Qwen3-Coder 30B is reliable across all three harnesses in May 2026 — it handles Cline's XML tool format, Aider's search-and-replace blocks, and Continue.dev's autocomplete + chat workflows without measurable degradation. Smaller Qwen3-Coder variants (7B class) tool-call less reliably and do better in Continue.dev's autocomplete-only mode than in Cline's agent loop.
Can I use these with Cursor's local mode?
Cursor's built-in features (Tab autocomplete, Cmd+K) use Cursor's own model routing, not these harnesses. To use a local LLM in Cursor, install Continue.dev or Cline as VS Code extensions inside Cursor — they bring their own provider config independent of Cursor's. Aider runs in Cursor's integrated terminal the same way it runs in VS Code's.
Which is most stable for long sessions?
Aider, by virtue of having no in-process state to corrupt — every edit is a commit, and a session crash loses only the conversation, not the work. Continue.dev is stable across long IDE sessions. Cline's long sessions can hit context-window pressure on smaller models; restarting tasks between major refactors avoids the problem.
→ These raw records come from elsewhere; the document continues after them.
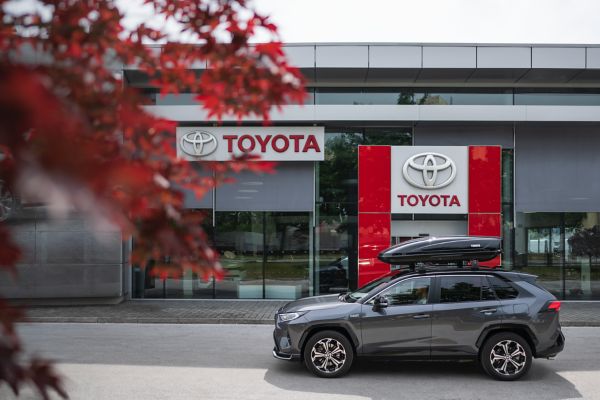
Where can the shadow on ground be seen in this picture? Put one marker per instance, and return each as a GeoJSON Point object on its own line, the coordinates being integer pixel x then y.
{"type": "Point", "coordinates": [423, 380]}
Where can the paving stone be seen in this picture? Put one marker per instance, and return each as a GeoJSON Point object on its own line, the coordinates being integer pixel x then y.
{"type": "Point", "coordinates": [228, 312]}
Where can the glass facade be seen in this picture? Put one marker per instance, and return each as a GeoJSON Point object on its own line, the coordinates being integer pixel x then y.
{"type": "Point", "coordinates": [421, 96]}
{"type": "Point", "coordinates": [563, 249]}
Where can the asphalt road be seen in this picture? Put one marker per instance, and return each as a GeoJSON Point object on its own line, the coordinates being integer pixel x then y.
{"type": "Point", "coordinates": [151, 361]}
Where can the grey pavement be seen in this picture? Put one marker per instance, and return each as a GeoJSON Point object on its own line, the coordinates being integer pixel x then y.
{"type": "Point", "coordinates": [185, 361]}
{"type": "Point", "coordinates": [227, 311]}
{"type": "Point", "coordinates": [163, 311]}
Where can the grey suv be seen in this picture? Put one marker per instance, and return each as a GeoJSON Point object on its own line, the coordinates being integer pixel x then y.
{"type": "Point", "coordinates": [502, 319]}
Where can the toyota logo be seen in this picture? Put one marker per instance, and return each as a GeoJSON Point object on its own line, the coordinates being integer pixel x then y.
{"type": "Point", "coordinates": [429, 166]}
{"type": "Point", "coordinates": [198, 143]}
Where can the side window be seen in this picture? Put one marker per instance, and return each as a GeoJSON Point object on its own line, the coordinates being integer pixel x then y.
{"type": "Point", "coordinates": [503, 289]}
{"type": "Point", "coordinates": [455, 289]}
{"type": "Point", "coordinates": [411, 291]}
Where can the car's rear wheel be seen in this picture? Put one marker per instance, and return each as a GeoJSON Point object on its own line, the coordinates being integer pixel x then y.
{"type": "Point", "coordinates": [328, 354]}
{"type": "Point", "coordinates": [506, 356]}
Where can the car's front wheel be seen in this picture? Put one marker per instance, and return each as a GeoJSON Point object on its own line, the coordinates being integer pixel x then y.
{"type": "Point", "coordinates": [506, 356]}
{"type": "Point", "coordinates": [328, 354]}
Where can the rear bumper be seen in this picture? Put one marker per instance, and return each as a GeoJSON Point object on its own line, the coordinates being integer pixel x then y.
{"type": "Point", "coordinates": [556, 347]}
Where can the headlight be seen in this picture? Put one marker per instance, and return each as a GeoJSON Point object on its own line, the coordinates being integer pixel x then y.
{"type": "Point", "coordinates": [285, 317]}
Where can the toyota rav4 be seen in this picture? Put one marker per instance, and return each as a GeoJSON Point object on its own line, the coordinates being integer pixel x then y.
{"type": "Point", "coordinates": [502, 319]}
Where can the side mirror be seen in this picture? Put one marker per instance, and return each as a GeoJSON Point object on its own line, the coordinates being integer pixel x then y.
{"type": "Point", "coordinates": [380, 302]}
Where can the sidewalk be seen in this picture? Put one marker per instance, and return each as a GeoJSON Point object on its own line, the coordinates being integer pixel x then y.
{"type": "Point", "coordinates": [227, 312]}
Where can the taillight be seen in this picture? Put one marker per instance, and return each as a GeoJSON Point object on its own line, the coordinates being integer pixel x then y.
{"type": "Point", "coordinates": [553, 306]}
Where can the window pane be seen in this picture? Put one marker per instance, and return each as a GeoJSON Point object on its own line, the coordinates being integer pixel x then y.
{"type": "Point", "coordinates": [339, 96]}
{"type": "Point", "coordinates": [412, 291]}
{"type": "Point", "coordinates": [458, 97]}
{"type": "Point", "coordinates": [503, 289]}
{"type": "Point", "coordinates": [460, 288]}
{"type": "Point", "coordinates": [557, 99]}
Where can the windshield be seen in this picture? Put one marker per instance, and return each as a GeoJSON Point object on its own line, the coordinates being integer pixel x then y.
{"type": "Point", "coordinates": [363, 291]}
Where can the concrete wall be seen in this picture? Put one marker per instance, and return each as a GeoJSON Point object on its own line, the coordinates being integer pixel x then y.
{"type": "Point", "coordinates": [66, 259]}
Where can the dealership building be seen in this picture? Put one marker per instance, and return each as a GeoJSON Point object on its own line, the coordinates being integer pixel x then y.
{"type": "Point", "coordinates": [394, 142]}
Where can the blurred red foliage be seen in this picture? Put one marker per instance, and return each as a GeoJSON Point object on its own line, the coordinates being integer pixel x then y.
{"type": "Point", "coordinates": [72, 133]}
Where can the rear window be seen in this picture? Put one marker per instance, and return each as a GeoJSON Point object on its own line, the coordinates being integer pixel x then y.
{"type": "Point", "coordinates": [504, 290]}
{"type": "Point", "coordinates": [456, 289]}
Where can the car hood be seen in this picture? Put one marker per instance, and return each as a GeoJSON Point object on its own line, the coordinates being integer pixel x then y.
{"type": "Point", "coordinates": [313, 303]}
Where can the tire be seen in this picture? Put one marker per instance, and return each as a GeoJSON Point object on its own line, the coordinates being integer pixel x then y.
{"type": "Point", "coordinates": [510, 345]}
{"type": "Point", "coordinates": [328, 354]}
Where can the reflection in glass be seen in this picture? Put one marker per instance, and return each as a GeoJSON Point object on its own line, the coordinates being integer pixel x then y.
{"type": "Point", "coordinates": [265, 254]}
{"type": "Point", "coordinates": [563, 250]}
{"type": "Point", "coordinates": [146, 283]}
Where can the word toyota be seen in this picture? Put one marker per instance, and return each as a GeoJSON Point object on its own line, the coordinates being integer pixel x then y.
{"type": "Point", "coordinates": [278, 143]}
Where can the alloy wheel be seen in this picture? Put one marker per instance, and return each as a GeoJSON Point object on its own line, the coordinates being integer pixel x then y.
{"type": "Point", "coordinates": [508, 357]}
{"type": "Point", "coordinates": [328, 355]}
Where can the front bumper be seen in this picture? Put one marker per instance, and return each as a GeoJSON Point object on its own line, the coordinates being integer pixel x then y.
{"type": "Point", "coordinates": [287, 340]}
{"type": "Point", "coordinates": [283, 356]}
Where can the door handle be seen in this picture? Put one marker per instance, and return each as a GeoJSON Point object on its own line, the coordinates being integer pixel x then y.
{"type": "Point", "coordinates": [420, 316]}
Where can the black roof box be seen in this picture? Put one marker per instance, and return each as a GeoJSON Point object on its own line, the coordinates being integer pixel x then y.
{"type": "Point", "coordinates": [443, 249]}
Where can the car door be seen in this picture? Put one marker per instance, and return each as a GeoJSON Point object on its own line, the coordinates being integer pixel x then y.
{"type": "Point", "coordinates": [403, 328]}
{"type": "Point", "coordinates": [464, 306]}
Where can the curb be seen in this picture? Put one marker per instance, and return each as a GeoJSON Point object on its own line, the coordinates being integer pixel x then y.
{"type": "Point", "coordinates": [104, 320]}
{"type": "Point", "coordinates": [580, 323]}
{"type": "Point", "coordinates": [232, 321]}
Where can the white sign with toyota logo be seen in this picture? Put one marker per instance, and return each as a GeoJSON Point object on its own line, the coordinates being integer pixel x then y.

Do these support custom system prompts?
All three. Continue.dev: per-model systemMessage in config.json. Cline: "Custom Instructions" field in the extension settings. Aider: --system-prompt flag or per-model defaults in .aider.conf.yml. Custom prompts are particularly useful for Cline (steering Plan mode behaviour) and Aider (enforcing a coding style across commits).
Which has the best community and extension ecosystem?
Continue.dev has the largest user base and most third-party @-context providers (custom retrieval sources, plug-in tools). Cline has a smaller but very active community focused on agent workflows. Aider has the deepest documentation of any of the three — the project blog publishes detailed analyses of edit-format reliability and model behaviour. For a casual user, Continue.dev's ecosystem is the friendliest entry point.